Oh, and to elabotate on the rocking with the machine thing: I have a Pandora station called “Music for Querying Databases”. The original seed for it was Ratatat, specifically the song “Loud Pipes” whixh syncs up perfectly with the little spinning loading ring in SQL Server Reporting Services.
I was in high school when this album broke. There were two people who had the INXS cassette in their collection. Yes everyone I knew that has INXS had it on cassette. The first were people who had Duran Duran and Wham in their collection. It seems in that same kind of dance-electronic rock in their collection.
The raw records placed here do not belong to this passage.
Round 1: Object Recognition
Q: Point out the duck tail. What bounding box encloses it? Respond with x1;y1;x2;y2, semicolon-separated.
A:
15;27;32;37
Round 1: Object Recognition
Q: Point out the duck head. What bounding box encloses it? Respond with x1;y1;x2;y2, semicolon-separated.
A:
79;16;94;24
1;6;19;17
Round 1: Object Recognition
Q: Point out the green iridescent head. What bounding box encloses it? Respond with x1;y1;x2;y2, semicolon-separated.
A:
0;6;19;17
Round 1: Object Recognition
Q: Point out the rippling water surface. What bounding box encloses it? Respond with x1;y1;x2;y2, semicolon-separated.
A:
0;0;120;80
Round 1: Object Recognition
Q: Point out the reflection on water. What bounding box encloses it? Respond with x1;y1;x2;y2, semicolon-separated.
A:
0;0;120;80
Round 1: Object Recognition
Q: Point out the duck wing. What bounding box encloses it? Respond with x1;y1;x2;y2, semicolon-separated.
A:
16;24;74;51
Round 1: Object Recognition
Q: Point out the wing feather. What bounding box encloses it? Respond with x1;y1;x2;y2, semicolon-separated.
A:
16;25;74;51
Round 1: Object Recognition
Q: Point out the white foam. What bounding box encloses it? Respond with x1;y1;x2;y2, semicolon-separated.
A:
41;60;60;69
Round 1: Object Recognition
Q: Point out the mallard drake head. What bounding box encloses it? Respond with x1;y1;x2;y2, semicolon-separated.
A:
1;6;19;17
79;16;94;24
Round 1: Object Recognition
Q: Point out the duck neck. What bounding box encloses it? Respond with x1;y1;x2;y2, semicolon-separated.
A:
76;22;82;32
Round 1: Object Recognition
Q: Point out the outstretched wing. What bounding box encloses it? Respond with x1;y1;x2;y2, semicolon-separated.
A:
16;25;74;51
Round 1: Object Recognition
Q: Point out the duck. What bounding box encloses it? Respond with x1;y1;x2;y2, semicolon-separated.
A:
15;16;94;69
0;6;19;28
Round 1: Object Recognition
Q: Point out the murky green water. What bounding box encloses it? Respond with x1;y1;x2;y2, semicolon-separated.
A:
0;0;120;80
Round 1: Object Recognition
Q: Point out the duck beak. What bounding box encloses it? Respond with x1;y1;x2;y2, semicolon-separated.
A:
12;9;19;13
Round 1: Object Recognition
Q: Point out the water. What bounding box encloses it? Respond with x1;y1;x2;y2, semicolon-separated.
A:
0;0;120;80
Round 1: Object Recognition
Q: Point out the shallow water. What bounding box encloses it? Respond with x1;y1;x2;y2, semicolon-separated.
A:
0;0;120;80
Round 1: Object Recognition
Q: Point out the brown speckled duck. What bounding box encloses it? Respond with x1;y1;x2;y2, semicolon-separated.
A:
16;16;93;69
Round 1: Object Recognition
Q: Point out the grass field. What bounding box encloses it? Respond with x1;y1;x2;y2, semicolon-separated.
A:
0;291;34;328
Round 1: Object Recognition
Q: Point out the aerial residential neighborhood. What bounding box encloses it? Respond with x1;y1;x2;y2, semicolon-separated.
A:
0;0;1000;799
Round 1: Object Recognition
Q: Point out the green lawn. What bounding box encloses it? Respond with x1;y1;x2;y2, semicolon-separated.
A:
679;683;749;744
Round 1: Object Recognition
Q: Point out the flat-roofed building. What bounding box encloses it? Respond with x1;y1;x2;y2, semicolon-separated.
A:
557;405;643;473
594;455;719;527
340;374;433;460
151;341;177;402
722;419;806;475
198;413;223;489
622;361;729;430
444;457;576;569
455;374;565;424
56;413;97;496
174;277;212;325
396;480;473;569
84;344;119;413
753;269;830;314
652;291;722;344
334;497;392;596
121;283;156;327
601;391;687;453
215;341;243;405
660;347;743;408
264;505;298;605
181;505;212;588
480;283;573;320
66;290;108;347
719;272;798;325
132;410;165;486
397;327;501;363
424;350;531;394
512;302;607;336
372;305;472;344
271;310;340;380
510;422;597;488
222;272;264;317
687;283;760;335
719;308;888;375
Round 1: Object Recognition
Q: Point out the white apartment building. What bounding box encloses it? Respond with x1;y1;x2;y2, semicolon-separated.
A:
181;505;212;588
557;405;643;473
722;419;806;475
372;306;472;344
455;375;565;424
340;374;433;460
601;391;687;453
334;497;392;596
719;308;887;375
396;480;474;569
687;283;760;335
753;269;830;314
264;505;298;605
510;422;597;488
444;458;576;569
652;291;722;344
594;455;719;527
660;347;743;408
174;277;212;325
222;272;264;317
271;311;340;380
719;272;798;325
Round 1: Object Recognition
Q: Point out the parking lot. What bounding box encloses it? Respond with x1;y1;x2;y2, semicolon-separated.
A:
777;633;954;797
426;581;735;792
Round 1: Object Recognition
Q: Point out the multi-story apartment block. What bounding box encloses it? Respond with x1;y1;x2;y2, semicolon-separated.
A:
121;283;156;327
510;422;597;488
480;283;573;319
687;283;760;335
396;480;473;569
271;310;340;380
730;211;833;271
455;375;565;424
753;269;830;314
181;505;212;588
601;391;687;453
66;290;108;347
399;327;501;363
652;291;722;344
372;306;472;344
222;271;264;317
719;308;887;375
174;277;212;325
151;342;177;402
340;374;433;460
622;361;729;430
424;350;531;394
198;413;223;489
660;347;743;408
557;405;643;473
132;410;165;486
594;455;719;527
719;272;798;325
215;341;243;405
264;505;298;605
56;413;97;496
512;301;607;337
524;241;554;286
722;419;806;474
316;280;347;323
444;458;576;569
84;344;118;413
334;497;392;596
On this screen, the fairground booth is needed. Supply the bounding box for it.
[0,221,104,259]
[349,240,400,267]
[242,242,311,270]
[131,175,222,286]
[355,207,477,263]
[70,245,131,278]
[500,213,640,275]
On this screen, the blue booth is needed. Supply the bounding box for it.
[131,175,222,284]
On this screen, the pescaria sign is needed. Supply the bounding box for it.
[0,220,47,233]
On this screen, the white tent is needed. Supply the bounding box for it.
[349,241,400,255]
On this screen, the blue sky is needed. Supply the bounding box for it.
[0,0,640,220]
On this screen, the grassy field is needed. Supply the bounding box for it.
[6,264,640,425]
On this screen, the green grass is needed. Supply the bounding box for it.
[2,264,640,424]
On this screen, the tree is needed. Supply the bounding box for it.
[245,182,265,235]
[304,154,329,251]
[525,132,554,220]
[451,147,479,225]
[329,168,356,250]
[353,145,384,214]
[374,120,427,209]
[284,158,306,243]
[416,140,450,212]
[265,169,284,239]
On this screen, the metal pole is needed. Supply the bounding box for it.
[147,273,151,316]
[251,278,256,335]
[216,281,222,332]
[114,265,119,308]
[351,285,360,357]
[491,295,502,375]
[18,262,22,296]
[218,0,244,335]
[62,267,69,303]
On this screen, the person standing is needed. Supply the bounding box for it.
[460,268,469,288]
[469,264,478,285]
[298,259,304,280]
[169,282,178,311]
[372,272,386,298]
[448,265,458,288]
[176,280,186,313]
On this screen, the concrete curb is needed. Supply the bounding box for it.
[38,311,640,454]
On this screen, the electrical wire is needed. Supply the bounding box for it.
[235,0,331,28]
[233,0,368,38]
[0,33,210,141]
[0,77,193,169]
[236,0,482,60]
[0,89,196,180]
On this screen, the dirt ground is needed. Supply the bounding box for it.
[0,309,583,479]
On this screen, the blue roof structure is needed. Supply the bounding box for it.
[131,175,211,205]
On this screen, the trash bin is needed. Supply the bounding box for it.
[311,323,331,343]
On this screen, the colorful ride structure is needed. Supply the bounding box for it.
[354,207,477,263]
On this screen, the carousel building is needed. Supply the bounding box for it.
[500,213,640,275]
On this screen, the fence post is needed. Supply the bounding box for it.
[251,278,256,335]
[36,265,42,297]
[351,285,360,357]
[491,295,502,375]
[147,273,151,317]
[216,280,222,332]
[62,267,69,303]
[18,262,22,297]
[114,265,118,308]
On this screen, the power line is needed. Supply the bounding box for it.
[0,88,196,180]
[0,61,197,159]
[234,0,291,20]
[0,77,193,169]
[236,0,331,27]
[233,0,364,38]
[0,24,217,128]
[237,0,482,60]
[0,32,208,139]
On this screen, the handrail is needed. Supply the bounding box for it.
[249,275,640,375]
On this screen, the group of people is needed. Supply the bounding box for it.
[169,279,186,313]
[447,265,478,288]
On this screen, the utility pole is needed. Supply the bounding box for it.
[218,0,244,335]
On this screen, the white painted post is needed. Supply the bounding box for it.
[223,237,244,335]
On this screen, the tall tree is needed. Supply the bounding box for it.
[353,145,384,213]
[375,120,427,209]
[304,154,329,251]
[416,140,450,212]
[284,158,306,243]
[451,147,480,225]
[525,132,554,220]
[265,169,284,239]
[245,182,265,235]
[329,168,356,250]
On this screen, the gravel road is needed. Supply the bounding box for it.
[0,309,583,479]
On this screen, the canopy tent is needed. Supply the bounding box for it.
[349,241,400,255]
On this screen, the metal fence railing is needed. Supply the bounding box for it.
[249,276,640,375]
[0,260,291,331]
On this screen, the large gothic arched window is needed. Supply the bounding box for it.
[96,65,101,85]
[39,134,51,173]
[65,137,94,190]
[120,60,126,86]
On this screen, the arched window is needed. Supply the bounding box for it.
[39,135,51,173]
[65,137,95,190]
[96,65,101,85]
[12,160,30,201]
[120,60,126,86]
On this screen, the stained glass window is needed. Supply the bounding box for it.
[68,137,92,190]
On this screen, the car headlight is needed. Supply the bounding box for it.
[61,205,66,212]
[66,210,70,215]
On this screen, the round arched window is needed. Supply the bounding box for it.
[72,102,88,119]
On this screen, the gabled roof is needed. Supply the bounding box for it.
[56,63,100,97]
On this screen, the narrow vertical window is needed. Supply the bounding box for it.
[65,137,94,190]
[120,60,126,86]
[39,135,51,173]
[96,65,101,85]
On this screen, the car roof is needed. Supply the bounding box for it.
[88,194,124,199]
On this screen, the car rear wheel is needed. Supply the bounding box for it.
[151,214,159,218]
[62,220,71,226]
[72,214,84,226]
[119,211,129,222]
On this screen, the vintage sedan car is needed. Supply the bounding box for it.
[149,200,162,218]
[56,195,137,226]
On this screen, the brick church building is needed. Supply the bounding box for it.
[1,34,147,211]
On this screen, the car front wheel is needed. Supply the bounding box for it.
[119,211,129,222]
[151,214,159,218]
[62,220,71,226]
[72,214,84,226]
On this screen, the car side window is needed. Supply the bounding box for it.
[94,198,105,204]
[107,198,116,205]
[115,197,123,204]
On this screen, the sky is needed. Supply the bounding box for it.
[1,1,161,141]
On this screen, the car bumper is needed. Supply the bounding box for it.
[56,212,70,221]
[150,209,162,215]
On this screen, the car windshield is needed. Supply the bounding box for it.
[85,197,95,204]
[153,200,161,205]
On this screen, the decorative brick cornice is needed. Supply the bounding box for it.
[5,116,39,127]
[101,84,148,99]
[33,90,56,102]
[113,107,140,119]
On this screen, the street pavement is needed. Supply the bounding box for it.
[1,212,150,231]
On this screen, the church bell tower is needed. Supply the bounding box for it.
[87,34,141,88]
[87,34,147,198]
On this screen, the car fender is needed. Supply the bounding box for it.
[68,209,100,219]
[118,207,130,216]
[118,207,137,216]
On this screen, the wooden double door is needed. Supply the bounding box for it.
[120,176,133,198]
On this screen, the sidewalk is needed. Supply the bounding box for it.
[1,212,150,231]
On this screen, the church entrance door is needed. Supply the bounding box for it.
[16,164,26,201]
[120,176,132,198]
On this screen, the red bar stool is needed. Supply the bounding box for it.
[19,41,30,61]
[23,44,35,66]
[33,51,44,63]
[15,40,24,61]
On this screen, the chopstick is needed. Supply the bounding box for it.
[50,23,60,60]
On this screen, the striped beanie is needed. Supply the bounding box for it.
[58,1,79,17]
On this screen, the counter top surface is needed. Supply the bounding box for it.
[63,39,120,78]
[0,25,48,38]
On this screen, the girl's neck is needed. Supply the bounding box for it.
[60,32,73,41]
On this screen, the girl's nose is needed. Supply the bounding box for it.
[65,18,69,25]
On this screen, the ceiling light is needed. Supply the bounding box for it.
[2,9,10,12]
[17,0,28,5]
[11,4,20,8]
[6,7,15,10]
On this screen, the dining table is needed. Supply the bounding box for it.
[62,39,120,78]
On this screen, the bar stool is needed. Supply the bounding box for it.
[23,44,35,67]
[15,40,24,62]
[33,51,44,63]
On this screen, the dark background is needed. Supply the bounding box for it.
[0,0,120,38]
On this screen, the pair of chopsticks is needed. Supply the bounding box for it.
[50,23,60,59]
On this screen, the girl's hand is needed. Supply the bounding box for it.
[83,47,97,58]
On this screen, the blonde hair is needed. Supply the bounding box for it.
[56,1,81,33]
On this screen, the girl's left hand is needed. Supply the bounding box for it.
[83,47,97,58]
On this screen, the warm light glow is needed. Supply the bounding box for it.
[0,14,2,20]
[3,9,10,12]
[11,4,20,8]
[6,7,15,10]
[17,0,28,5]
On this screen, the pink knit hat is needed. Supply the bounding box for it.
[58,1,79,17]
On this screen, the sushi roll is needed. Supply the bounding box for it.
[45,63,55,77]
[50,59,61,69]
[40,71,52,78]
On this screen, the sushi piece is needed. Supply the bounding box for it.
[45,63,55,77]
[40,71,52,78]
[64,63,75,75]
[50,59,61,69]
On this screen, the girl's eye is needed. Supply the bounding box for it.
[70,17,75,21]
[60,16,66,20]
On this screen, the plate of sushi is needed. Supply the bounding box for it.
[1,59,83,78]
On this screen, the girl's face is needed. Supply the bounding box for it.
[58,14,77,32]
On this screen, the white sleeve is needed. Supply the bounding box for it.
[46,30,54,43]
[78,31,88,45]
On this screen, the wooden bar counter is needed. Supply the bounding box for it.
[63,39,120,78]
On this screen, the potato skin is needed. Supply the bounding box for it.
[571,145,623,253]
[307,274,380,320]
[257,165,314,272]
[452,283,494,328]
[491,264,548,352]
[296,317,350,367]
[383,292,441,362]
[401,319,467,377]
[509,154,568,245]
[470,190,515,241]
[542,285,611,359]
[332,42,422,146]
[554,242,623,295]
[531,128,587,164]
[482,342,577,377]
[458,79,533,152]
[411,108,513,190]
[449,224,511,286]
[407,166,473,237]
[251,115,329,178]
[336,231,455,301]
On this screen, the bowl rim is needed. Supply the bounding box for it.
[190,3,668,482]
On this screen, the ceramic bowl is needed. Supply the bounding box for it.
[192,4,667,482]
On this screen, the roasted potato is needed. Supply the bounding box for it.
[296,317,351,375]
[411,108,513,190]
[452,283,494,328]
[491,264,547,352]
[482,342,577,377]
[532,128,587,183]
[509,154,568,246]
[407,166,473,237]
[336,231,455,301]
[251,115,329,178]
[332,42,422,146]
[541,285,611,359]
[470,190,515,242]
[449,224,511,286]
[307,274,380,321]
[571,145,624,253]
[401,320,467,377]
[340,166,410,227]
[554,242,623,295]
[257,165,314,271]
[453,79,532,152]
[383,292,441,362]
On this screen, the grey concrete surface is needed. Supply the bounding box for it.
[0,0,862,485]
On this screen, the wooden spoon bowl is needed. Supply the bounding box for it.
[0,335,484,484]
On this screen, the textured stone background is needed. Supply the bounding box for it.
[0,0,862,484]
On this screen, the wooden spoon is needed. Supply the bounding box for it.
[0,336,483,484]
It was also in the collection of people who liked hair metal, but not other metal. It was almost the outer limit of that collection.
There is a song on this album where you can do the dance from the movie Can’t Buy Me Love. It went over well with my group of friends at High School Dances.
Side Note: You talked about the status of Punk in 1987. In my corner of the world, in the suburbs outside of Philadelphia, Punk was a thing of the past. It was something that had happened and kids dressed up like for Halloween. The only kid in my high school with a mohawk was a kid who also did close in magic. Hardcore had replaced Punk for the guys I knew. Yes they were almost all guys. The kids who went to Hardcore shows would never listen to INXS. No one I ever knew asked the question if INXS had anything to do with Punk or Hardcore.